UK High Court rules part of Snoopers’ Charter incompatible with EU law

Waterfall Security: Trust issues with your firewalls? Eliminating vulnerabilities that accompany firewalls is a click away.

The UK High Court has ruled that part of the Investigatory Powers Act 2016 (nicknamed Snoopers’ Charter) is incompatible with European Union law and the European Convention on Human Rights and, therefore, unlawful.

Snoopers Charter EU law

The section in question is Part 4 – Retention of Communications Data – in particular the power given to the Secretary of State to issue “retention notices” to telecommunications operators requiring the retention of relevant communications data (but not its contents), as well as location data and internet use history.

The challenge and the judgement

The challenge was brought to the court by the National Council for Civil Liberties (NCCL), aka Liberty, a UK-based advocacy group that aims to protect civil liberties and promote human rights.

They argued that the court should order the UK government to amend that particular part of the Investigatory Powers Act (IPA) because it allows the storage of and access to the aforementioned data with no independent authorization, for crime-fighting purposes extending far beyond “serious crime,” and for a wide range of other non-crime purposes – all of which violates the UK citizen’s right to privacy.

The High Court sided with Liberty by declaring that Part 4 of the IPA is incompatible with fundamental rights in EU law because access to retained data is not limited to the purpose of combating “serious crime” and access to retained data is not subject to prior review by a court or an independent administrative body.

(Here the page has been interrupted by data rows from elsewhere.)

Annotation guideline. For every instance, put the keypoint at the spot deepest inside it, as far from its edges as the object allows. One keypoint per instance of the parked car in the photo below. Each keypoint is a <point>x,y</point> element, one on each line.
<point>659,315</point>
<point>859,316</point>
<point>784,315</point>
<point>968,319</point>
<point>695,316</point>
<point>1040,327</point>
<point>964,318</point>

On the other hand, the Court found that the same part of the legislation does not permit “a general and indiscriminate retention of traffic and location data.”

The Home Office sees this ruling as a victory, as the Court did not judge the data collection unlawful, and they’ve previously already acknowledged that the Act doesn’t comply with European laws and were planning to make appropriate changes.

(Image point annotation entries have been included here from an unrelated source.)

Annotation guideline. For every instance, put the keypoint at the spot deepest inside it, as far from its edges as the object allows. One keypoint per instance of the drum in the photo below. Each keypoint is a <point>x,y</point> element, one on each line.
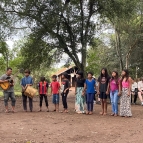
<point>30,91</point>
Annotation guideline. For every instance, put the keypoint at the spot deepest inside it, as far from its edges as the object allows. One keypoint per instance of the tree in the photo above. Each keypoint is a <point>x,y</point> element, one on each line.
<point>67,27</point>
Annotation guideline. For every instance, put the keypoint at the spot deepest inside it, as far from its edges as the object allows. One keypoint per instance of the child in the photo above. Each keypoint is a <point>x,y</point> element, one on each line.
<point>89,87</point>
<point>43,89</point>
<point>65,85</point>
<point>103,89</point>
<point>55,86</point>
<point>125,99</point>
<point>115,91</point>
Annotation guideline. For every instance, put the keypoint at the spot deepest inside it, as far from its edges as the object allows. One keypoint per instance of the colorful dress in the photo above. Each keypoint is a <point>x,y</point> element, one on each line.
<point>125,100</point>
<point>79,100</point>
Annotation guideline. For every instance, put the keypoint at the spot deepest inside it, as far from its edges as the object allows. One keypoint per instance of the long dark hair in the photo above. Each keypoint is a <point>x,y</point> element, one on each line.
<point>116,78</point>
<point>126,75</point>
<point>80,73</point>
<point>42,79</point>
<point>65,74</point>
<point>106,73</point>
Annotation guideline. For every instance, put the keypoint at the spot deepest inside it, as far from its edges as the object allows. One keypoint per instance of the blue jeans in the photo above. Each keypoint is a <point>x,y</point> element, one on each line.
<point>89,101</point>
<point>114,101</point>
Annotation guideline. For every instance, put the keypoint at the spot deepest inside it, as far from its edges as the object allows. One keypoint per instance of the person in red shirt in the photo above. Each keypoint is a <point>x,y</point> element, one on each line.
<point>43,89</point>
<point>55,86</point>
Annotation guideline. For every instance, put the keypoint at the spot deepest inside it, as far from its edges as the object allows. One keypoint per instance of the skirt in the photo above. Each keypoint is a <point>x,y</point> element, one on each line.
<point>79,100</point>
<point>125,103</point>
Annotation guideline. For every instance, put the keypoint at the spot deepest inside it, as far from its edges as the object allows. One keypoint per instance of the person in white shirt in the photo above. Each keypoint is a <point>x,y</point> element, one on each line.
<point>140,90</point>
<point>134,90</point>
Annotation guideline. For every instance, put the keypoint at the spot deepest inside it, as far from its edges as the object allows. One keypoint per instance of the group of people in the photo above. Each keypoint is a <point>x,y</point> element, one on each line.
<point>85,89</point>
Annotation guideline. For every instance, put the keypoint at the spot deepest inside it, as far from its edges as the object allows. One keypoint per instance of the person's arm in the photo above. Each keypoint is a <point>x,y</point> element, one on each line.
<point>130,84</point>
<point>139,87</point>
<point>47,85</point>
<point>75,87</point>
<point>68,86</point>
<point>23,88</point>
<point>31,82</point>
<point>98,87</point>
<point>95,86</point>
<point>107,92</point>
<point>59,87</point>
<point>119,82</point>
<point>2,80</point>
<point>108,81</point>
<point>84,89</point>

They asked the Court to be allowed to make those changes by April 2019, but the latter said that there is no reason why the legal framework cannot be amended before that date, even if the practical arrangements (e.g., the creation of an Office for Communications Data Authorisations) take longer.

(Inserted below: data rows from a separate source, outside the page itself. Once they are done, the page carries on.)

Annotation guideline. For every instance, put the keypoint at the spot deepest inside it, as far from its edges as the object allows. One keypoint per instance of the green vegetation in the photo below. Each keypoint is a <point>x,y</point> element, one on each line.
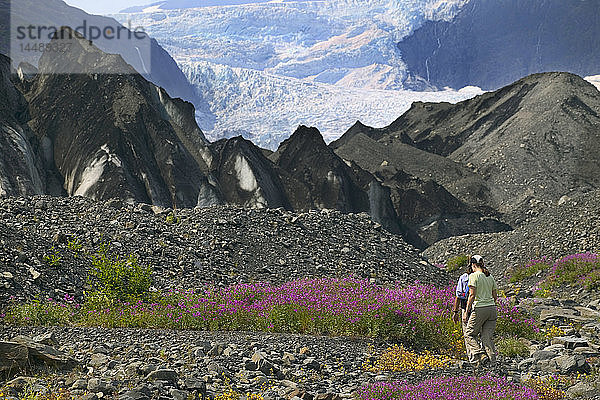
<point>172,218</point>
<point>458,262</point>
<point>418,317</point>
<point>116,278</point>
<point>53,259</point>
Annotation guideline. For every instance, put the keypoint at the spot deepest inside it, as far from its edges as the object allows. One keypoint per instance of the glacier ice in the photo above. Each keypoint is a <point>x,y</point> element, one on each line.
<point>267,67</point>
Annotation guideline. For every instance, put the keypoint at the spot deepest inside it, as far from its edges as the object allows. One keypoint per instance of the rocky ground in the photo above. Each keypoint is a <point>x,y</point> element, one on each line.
<point>191,247</point>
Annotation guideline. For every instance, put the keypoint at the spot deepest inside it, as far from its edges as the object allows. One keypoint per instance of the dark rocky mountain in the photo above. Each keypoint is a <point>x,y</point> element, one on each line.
<point>520,148</point>
<point>246,176</point>
<point>570,226</point>
<point>413,176</point>
<point>327,181</point>
<point>492,43</point>
<point>162,70</point>
<point>220,245</point>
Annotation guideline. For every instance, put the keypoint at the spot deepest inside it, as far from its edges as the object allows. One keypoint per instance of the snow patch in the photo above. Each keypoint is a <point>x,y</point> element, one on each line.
<point>112,158</point>
<point>266,68</point>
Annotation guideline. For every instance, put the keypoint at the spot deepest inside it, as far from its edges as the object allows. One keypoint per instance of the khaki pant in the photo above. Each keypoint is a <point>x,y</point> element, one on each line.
<point>482,321</point>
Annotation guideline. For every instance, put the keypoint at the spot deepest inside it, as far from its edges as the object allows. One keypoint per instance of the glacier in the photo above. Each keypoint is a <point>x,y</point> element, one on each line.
<point>266,67</point>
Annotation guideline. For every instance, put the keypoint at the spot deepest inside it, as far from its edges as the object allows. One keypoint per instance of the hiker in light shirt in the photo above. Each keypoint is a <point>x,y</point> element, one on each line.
<point>481,314</point>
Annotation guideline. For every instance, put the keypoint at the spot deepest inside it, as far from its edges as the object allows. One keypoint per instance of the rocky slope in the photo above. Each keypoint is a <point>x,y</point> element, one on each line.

Therefore, the Court has decided on 1 November 2018 as the deadline for the government to amend the legislation so that it is in line with the EU law.

Liberty also considers the judgement a victory.

“The Government must now change the law to require prior review by a court or independent administrative body and – in the context of crime-fighting – to only allow access to data for purposes of combatting ‘serious crime.’ The Court did not rule on the legitimacy of the wide range of other non-crime purposes in the Act because the Government has already proposed legislation to remove them,” the group commented.

Martha Spurrier, Director of Liberty, said that the group has already issued legal challenges to three other parts of the IPA.

“Today’s ruling focuses on just one part of a law that is rotten to the core. It still lets the state hack our computers, tablets and phones, hoover up information about who we speak to, where we go, and what we look at online, and collect profiles of individual people even without any suspicion of criminality,” she noted, and has asked the public to contribute funds to ensure they can continue with the next stage of the legal challenge.